In the absence of surfactants, recombinant human growth hormone (rhGH) rapidly forms insoluble aggregates during agitation. The nonionic surfactant Tween 20, when present at Tween:protein molar ratios >4, effectively inhibits this aggregation. Differential scanning calorimetry (DSC) of rhGH solutions showed melting transitions that decreased by ca. 2 degrees C in the presence of Tween. Circular dichroism (CD) studies of the same thermal transition showed that the decrease is specific to the relatively high protein concentrations required for DSC. CD studies showed melting transitions that decreased with lower protein concentrations. Tween has an insignificant effect on the melting transition of rhGH at lower protein concentrations (0.18 mg/mL). Injection titration microcalorimetry showed that the interaction of Tween with rhGH is characterized by a weak enthalpy of binding.
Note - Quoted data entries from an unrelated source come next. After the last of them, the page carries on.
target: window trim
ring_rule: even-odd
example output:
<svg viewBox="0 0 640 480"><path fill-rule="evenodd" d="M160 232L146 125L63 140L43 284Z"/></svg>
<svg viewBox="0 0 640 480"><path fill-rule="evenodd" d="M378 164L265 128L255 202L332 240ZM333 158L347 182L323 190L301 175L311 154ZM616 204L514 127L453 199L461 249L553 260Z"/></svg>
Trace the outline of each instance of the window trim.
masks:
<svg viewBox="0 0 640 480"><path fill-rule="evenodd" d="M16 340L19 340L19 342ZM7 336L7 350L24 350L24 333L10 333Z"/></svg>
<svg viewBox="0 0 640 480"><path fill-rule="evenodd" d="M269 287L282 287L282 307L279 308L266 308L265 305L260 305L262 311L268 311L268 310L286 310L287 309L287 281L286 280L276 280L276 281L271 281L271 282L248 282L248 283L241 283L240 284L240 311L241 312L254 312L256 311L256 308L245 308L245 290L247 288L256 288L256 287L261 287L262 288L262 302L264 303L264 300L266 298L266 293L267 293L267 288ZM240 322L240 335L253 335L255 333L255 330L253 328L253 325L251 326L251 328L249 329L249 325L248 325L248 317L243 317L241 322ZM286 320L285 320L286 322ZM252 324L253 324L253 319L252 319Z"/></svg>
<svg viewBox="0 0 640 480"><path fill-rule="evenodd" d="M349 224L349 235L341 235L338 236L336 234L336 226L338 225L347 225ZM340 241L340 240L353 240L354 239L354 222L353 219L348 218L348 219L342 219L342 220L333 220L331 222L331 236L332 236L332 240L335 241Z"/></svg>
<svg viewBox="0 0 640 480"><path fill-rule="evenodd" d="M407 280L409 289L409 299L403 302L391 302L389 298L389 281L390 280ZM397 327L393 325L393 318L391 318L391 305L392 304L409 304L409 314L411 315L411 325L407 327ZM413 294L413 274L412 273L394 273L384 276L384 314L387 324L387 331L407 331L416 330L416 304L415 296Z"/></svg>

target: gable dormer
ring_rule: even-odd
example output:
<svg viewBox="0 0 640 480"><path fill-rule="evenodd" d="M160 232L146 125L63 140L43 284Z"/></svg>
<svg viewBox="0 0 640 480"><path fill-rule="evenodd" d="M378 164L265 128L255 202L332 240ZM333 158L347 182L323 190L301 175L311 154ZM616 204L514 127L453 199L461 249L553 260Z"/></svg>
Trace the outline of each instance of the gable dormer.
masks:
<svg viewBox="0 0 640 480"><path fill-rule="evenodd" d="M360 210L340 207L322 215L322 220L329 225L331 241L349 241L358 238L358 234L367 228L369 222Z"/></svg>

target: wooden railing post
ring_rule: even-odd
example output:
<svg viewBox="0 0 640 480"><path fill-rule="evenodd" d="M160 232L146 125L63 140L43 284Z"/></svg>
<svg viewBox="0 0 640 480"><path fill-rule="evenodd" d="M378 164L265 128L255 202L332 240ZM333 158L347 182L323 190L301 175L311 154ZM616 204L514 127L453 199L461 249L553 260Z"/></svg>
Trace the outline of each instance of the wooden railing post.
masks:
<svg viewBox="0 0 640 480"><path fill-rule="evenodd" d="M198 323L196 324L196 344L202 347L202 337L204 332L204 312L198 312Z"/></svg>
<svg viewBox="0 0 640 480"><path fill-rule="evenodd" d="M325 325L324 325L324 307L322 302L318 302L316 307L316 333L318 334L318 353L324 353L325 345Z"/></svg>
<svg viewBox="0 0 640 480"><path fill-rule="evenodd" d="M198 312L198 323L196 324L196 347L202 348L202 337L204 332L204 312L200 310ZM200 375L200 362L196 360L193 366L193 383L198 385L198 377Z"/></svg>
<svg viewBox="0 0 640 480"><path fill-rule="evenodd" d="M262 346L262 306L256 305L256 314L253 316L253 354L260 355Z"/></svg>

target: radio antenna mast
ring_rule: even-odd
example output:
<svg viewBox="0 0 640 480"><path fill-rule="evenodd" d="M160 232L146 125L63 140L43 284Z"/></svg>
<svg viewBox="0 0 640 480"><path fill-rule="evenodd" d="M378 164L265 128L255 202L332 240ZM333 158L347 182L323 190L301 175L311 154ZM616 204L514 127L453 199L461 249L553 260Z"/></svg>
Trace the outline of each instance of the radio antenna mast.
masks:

For comparison, interferon-g, another protein which has been shown to bind Tween, also shows weak enthalpy of binding. Fluorescent probe binding studies and infrared spectroscopic investigations of rhGH secondary structure support suggestions in the literature (Bam, N. B.; Cleland, J. L., Randolph, T. W. Molten globule intermediate of recombinant human growth hormone: stabilization with surfactants. Biotechnol. Prog. 1996. 12, 801-809) that Tween binding is driven by hydrophobic interactions, with little perturbation of protein secondary structure.